In sharp contrast, the Senate’s 2014 budget, written by Budget Chairwoman Patty Murray, proposes full funding at $900 million for LWCF. The President’s budget recommends significant increases, not cuts.
“We’re grateful to our Washington Congressional Delegation for fighting for strong funding for the LWCF,” said Joanna Grist, executive director of the Washington Wildlife and Recreation Coalition. “Their constituents are relying on them to make sure our state continues to benefit from this essential program.”
The House’s action stands in opposition to bipartisan efforts to support LWCF, including recent letters from 157 Members of the House of Representatives and 48 Senators, including Republicans and Democrats, urging the Appropriations Committee to dedicate robust funding for LWCF in the Fiscal Year 2014 budget.
- The proposal is part of a House Interior Appropriations bill that includes a host of other program eliminations and cuts.
- These stark cuts in natural resource programs are a direct result of the larger budget process in the House, which slashed the funding available to the Subcommittee by over $5 billion, or nearly 20 percent, from current-year levels.
- President Obama’s budget proposed $600 million for LWCF in 2014 and full funding beginning in 2015.

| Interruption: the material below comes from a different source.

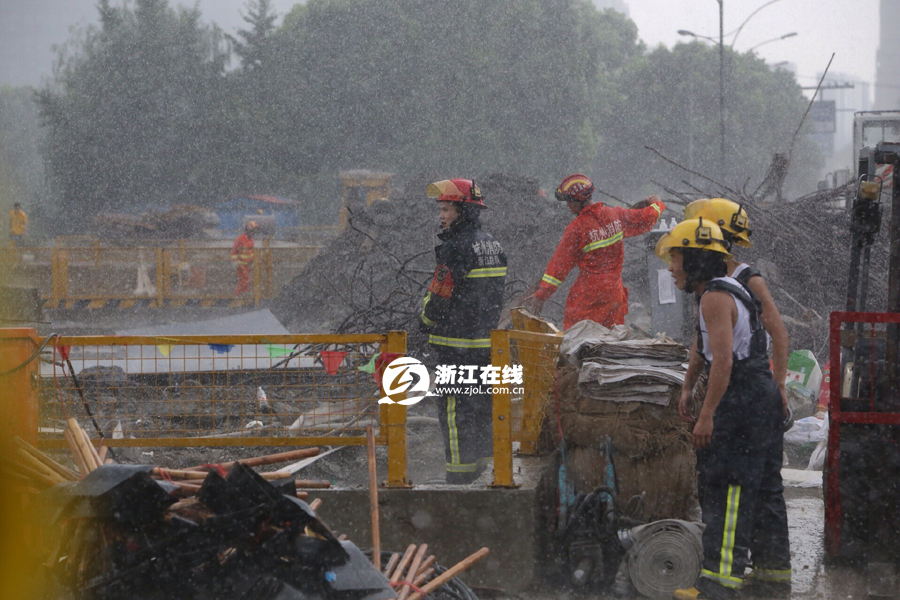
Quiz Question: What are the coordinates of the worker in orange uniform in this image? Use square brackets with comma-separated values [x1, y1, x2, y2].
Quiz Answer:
[9, 202, 28, 246]
[525, 173, 666, 329]
[231, 221, 259, 296]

- On March 23, with the leadership of Senate Budget Committee Chair Patty Murray (D-WA), the U.S. Senate passed a Budget Resolution that would enable full funding of LWCF.
- Bipartisan legislation to fully fund LWCF, S.338, was recently introduced by Sens. Max Baucus (D-MT), Richard Burr (R-NC), and Ron Wyden (D-OR). S.338 has now gained 27 sponsors, a number which continues to grow.